Pascal Ory

Tracts

Gallimard

3€90, n°51, 39 pages

Ce cher et vieux pays

Pascal Ory est d’origine bretonne. Il est historien. Il a écrit sur le nazisme, sur le Front populaire. Il s’est intéressé de près à la bande dessinée. Il a eu une vie bien remplie, celle de son époque. Il a publié chez Gallimard.

Ce qui va suivre est moins un résumé qu’une brève méditation sur cette apostrophe gaullienne, tendre et nostalgique. C’est du moins tel que je le ressens.

Mais commençons par présenter le propos de l’historien Ory.

Pour résumer, l’auteur oppose le régime politique français centralisé à l’organisation politique suisse qui en est l’opposé. La Suisse n’a pas de chef d’État, même pas pour « inaugurer les chrysanthèmes ». Ce qui tient lieu de gouvernement est un collège de sept membres, l’Etat fédéral. Les 4 partis politiques y sont représentés et partagent les responsabilités. Un parlement élit à la fois l’exécutif et les juges fédéraux. Quatre fois par an, les citoyens votent sur des référendums qu’ils soient d’initiative populaire ou représentative. Les traditions politiques françaises se sont établies à l’inverse, depuis Louis XI par étapes successives, de Richelieu à Colbert jusqu’à Bonaparte puis son oncle Louis-Napoléon et enfin de Gaulle. Quand Mitterrand, auteur du « Coup d’État permanent », a été élu président de la République, il s’est dépêché de ne rien changer. Aujourd’hui, derrière un président qui a pu s’identifier à Jupiter, on se demande à quoi sert la volière de l’Assemblée nationale, en dehors d’être une annexe de Pôle Emploi pour des fractions de la bourgeoisie urbaine. Je sais, je suis polémique. Ory a le mérite de souligner la réalité de l’Etat Jacobin, sans le nommer. Il n’évoque pas le poids de la technostructure administrative ni la déperdition de pouvoirs consécutive au pouvoir de structures supranationales, identifiées ou non, dont les orientations doivent très peu à l’entité nationale.

Il n’évoque pas davantage le pouvoir désagrégeant du multiculturalisme et de la géopolitique actuelle.

Il cite un texte de 1934 de Paul Valéry (p16) : « la réponse inévitable (et comme instinctive) de l’esprit quand il ne reconnaît plus dans la conduite des affaires, l’autorité, la continuité, l’unité, qui sont les marques de la volonté réfléchie et de l’empire de la connaissance organisée ». Le triptyque « autorité, continuité et unité » » dont la version romanesque est « liberté, égalité, fraternité », porte un nom : dictature.
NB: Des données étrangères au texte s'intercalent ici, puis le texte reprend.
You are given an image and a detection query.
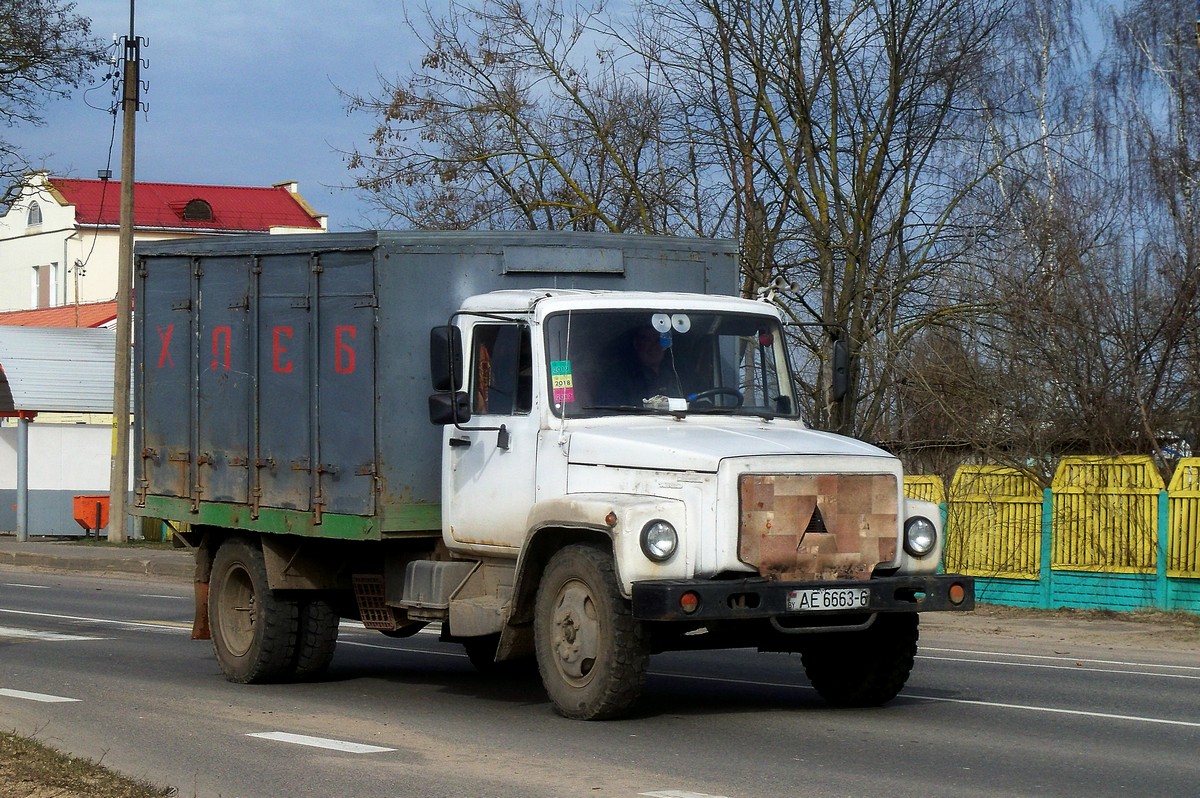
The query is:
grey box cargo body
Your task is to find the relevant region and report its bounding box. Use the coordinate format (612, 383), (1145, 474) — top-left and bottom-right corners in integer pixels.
(133, 232), (737, 539)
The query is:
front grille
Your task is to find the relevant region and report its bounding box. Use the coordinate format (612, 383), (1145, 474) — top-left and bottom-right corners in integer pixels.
(738, 474), (899, 581)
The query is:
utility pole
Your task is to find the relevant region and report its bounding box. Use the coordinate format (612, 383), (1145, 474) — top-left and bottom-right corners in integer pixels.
(108, 0), (142, 544)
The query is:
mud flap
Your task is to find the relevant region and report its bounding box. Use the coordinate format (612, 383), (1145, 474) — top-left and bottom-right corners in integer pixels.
(192, 582), (212, 640)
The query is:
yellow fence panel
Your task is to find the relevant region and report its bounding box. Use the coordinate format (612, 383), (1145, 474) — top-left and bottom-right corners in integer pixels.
(944, 466), (1042, 580)
(1050, 455), (1163, 574)
(904, 474), (946, 504)
(1166, 457), (1200, 577)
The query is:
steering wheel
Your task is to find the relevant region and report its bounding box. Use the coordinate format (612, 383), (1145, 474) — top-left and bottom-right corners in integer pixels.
(688, 388), (745, 408)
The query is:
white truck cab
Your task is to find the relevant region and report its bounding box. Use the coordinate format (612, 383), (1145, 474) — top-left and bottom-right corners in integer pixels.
(430, 289), (973, 718)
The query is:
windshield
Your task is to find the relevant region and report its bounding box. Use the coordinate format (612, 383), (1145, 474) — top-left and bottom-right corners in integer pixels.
(545, 310), (797, 418)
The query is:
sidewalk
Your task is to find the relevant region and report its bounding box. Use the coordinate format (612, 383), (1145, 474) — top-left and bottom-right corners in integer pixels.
(0, 533), (194, 580)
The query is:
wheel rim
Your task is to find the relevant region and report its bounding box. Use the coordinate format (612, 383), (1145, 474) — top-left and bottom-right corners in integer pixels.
(551, 580), (600, 688)
(217, 556), (257, 656)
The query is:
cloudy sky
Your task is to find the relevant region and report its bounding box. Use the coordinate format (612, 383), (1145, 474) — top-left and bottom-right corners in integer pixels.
(6, 0), (420, 230)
Il reste à méditer sur la forme de dictature qui permettrait de rétablir la démocratie au sein de l’entité nationale. Nous soyons vers où nous mènent nos renoncements successifs à préserver l’unité, la continuité et l’autorité.

P 19-20 : « Si le talent de Churchill fut de résister victorieusement non à Hitler mais d’abord à Neville Chamberlain et à Lord Halifax, le talent de De Gaulle fut, sinon de faire croire, du moins de faire dire que la France avait résisté ».

Il est relevé, plus loin (p32) que « les révolutions fondatrices de la modernité politique sont toutes adossées à la religion (protestante), la française, au contraire se heurte de front à l’Eglise (catholique). La Laïcité faisant des religions « une affaire privée », selon le mot du communiste Roland Leroy, a permis un apaisement progressif des antagonismes. Ce « cher et vieux pays » s’est doucement réconcilié, unifié, jusqu’à ce le mondialisme néolibéral en décide autrement.

Pascal Ory n’est pas optimiste (p38) : « Il apparaît de plus en plus nettement que le moteur historique suprême pourrait être la crise écologique, appelée à jouer le rôle imparti à « 1929 » dans les deux décennies qui l’ont suivie. » Il est difficile d’imaginer dans ce contexte ce qui pourrait faire « progresser la démocratie participative et ne pas faire reculer la démocratie représentative ».

Que va devenir « ce cher et vieux pays » ?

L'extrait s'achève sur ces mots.